Re: amcheck verification for GiST

From: Andrey Borodin <x4mmm(at)yandex-team(dot)ru>
To: Peter Geoghegan <pg(at)bowt(dot)ie>
Cc: Thomas Munro <thomas(dot)munro(at)enterprisedb(dot)com>, PostgreSQL Hackers <pgsql-hackers(at)postgresql(dot)org>
Subject: Re: amcheck verification for GiST
Date: 2019-02-24 12:37:09
Views: Raw Message | Whole Thread | Download mbox
Lists: pgsql-hackers


Thanks for this detailed review!

> * Note that this "parent then child" lock order seems to not be
> consistent with the general rule for holding concurrent buffer locks
> that is described in the GiST README:

This is correct. I've changed locking order.
When we check target internal page, we make a palloc'ed copy and unlock it (but hold the pin).
If we find discrepancy between parent and child keys we lock parent page again.
Then look for correct downlink. And check keys again.
In case when discrepancy still present we report an error.
Otherwise drop parent lock.

> * I think that this should be an error:
>> + if (GistPageIsLeaf(page))
>> + {
>> + /* should never happen unless it is root */
>> + Assert(stack->blkno == GIST_ROOT_BLKNO);
>> + }
Done. If this happens, this looks like a programming error or page header flags were corrupted
concurrently. Let's just report.

> * Couldn't leaf-like root pages also get some of the testing that we
> do for other pages within check_index_tuple()? Ideally it wouldn't be
> too much of a special case, though.

> * I think that you need to add an


> * You still hold multiple buffer locks at once, starting with the
> parent and moving to the child. Only 2 buffer locks. Why is this
> necessary, given that you now hold a ShareLock on both heap and index
> relations? Couldn't you just copy the parent into local memory, in the
> style of verify_nbtree.c?

> * The main point of entry for GiST verification is
> gist_check_parent_keys_consistency(). It would be nice to have
> comments that describe what it does, and in what order. I understand
> that English is not your first language, which makes it harder, but I
> would appreciate it if you made the effort to explain the theory. I
> don't want to assume that I understand your intent -- I could be
> wrong.

I've added about 10 lines of comments.

> * Suggest that you use function prototypes consistently, even for
> static functions. That is the style that we prefer. Also, please make
> the comments consistent with project guidelines on indentation and
> style.

> * It would be nice to know if the code in
> gist_check_parent_keys_consistency() finds problems in the parent, or
> in the child. The nbtree check has an idea of a "target" page: every
> page gets to be the target exactly once, and we only ever find
> problems in the current target. Maybe that is arbitrary in some cases,
> because the relationship between the two is where the problem actually
> is. I still think that it is a good idea to make it work that way if
> possible. It makes it easier to describe complicated relationships in
> comments.
the "target" for gist_check_parent_keys_consistency() is tuples on internal
page and their relation with tuples on referenced page. All other checks
are just additional checks, while I expect that this parent-child relationship
may contain some kind of bug: we had observed that GiST could not find some
tuples after CREATE INDEX CONCURRENTLY, but could not reliably reproduce the
problem before it was gone. That's why I've started this work.

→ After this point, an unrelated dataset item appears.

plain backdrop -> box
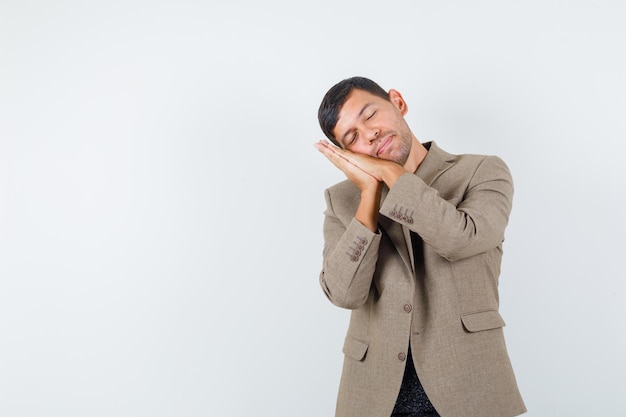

> * Why does it make sense to use range_gist_picksplit()/operator class
> "union" support function to verify parent/child relationships? Does it
> handle NULL values correctly, given the special rules?
Yes, union handles NULLs. I do not use range_gist_picksplit().
By definition parent tuple is union of all child tuples.

> * Why not use the "consistent" support function instead of the "union"
> support function? Could you write new code that was based on
> gistindex_keytest() to do this?
Initially, I've used the consistency function. But it answers the question
"Does the downlinked key-space overlap with query". And query may be "not a
given key". Consistency function is controlled by search strategy. Different
operator classes support different set of strategies. But every opclass
should support union to build a GiST. So, I've used "union" instead of

> * The GiST docs ("63.3. Extensibility") say of the "distance" support
> function: "For an internal tree node, the distance returned must not
> be greater than the distance to any of the child nodes". Is there an
> opportunity to test this relationship, too, by making sure that
> distance is sane? Perhaps this is a very naive question -- I am not a
> GiST expert.
If parent tuple is correctly adjusted by child tuples, distance between
them must be 0. With this check We will test opclass, not an index structure.

> * Is it right that gist_check_internal_page() should both return a
> value that says "this internal page has child pages that are
> themselves internal", while testing the child pages?

> * Do we need to worry about F_DELETED pages? Why or why not?
Currently, GiST scan does not check for F_DELETED: there simply is no code
to delete a page in GiST (except my patch on commitfest).
I suspect that there may be deleted pages from previous versions.
But encountering this in a search should not be a problem. Thus, I copy
behavior from index scan: do not complain about deleted pages.

> * Do we need to worry about F_HAS_GARBAGE pages? Why or why not?
This flag is for microvacuum and only hints that there may be some vacuumable
tuples on page. It is used during check for neccesary split to allocate some space.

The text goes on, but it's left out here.